The vulnerabilities are said to impact all software versions between iOS 6 and iOS 13.4.1. ZecOps said that Apple has patched the vulnerabilities in the latest beta of iOS 13.4.5, which should be publicly released within the coming weeks. Until then, ZecOps recommends using a third-party email app like Gmail or Outlook, which are apparently not impacted.

Temp Mails ( is a new free temporary email addresses service. This service provide you random 10 minutes emails addresses. It is also known by names like: temporary mail, disposable mail, throwaway email, one time mail, anonymous email address… All emails received by Tempmail servers are displayed automatically in your online browser inbox.

The Russian Foreign Ministry has warned of the threat of cyber pandemic to humanity – Disposable mail news

Director of the Department of International Information Security of the Russian Foreign Ministry Andrei Krutskikh said on Tuesday during the online discussion “Information Security and the Digitalization Process: Between Development and Fears” that in addition to the coronavirus pandemic, humanity today is threatened by cyber pandemic provoked by the negative development of digital technologies, which could lead to military confrontation.

“We are dealing with two pandemics. One is a bio pandemic associated with the spread of coronavirus, people are dying, and now this is a priority topic. But in parallel with it, another global problem is also deepening, and it is probably human made – this is what I would call a cyber pandemic. Under cyberpandemic I understand the possibility of the involvement of humanity in cyber confrontation and even cyberwar,” said Mr. Krutskikh.

He explained that the manifestations of cyberpandemic are hacking, cyberterrorism, cyber interference in private life and the development of states. “This is all a consequence of the development of negative trends in improving cyber technologies,” added the diplomat.
“I also refer to the fact that a number of states proclaim doctrines of the right to launch preemptive cyberattacks even against a potential enemy when no one’s guilt has yet been proven,” added Mr. Krutskikh.

At the same time, he stressed that the forced transfer of many areas of life “to online” in the context of the coronavirus pandemic clearly shows the need to ensure international information security and develop common measures to combat cyber threats.

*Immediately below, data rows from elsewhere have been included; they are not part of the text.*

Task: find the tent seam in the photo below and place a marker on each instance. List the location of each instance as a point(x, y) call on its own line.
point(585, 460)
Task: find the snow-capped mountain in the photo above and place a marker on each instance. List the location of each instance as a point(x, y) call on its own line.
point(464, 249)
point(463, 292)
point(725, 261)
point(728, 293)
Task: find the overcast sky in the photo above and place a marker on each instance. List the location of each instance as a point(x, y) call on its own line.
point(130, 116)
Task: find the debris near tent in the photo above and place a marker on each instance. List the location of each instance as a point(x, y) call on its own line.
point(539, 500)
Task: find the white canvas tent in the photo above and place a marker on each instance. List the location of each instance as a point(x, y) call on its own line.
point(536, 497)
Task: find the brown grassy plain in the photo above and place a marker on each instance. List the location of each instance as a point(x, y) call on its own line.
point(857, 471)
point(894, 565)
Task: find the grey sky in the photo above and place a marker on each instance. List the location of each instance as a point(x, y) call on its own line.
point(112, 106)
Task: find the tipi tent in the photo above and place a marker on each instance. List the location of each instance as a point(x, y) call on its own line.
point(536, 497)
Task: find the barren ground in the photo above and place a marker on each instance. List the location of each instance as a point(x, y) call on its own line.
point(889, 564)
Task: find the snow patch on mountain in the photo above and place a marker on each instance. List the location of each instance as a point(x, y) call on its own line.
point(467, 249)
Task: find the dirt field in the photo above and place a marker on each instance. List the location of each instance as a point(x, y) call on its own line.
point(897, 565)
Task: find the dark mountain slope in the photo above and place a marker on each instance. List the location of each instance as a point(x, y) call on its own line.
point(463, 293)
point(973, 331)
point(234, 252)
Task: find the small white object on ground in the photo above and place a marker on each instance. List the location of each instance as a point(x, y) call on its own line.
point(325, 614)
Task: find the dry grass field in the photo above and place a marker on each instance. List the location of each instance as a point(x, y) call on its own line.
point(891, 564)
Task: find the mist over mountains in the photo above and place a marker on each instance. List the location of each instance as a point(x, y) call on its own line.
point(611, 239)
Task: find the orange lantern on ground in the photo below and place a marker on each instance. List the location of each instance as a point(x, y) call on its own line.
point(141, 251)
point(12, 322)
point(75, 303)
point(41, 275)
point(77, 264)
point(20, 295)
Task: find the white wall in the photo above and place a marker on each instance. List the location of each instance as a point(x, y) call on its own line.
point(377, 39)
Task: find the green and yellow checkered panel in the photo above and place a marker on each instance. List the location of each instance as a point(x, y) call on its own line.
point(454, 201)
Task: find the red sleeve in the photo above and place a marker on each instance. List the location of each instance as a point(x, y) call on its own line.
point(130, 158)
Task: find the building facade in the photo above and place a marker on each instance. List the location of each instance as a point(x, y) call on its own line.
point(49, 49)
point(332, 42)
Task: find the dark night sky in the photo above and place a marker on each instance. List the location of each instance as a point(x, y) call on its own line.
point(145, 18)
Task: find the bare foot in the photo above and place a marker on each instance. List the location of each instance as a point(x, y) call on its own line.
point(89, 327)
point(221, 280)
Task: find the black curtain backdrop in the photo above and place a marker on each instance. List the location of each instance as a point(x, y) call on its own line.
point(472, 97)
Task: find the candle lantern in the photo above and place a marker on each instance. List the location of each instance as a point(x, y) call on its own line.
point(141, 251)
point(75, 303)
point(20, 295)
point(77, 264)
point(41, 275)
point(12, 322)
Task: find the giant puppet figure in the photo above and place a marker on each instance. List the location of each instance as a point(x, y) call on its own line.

“We must develop not only a common language terminologically, not only a common understanding but also common security standards. We must not be late in finding solutions before the next cyber crisis,” warned Mr. Krutskikh.

On Tuesday, the Bank of Russia announced new fraudulent schemes to steal money from bank accounts using social engineering; criminals are actively using the theme of coronavirus infection.

Temp Mails ( is a new free temporary email addresses service. This service provide you random 10 minutes emails addresses. It is also known by names like: temporary mail, disposable mail, throwaway email, one time mail, anonymous email address… All emails received by Tempmail servers are displayed automatically in your online browser inbox.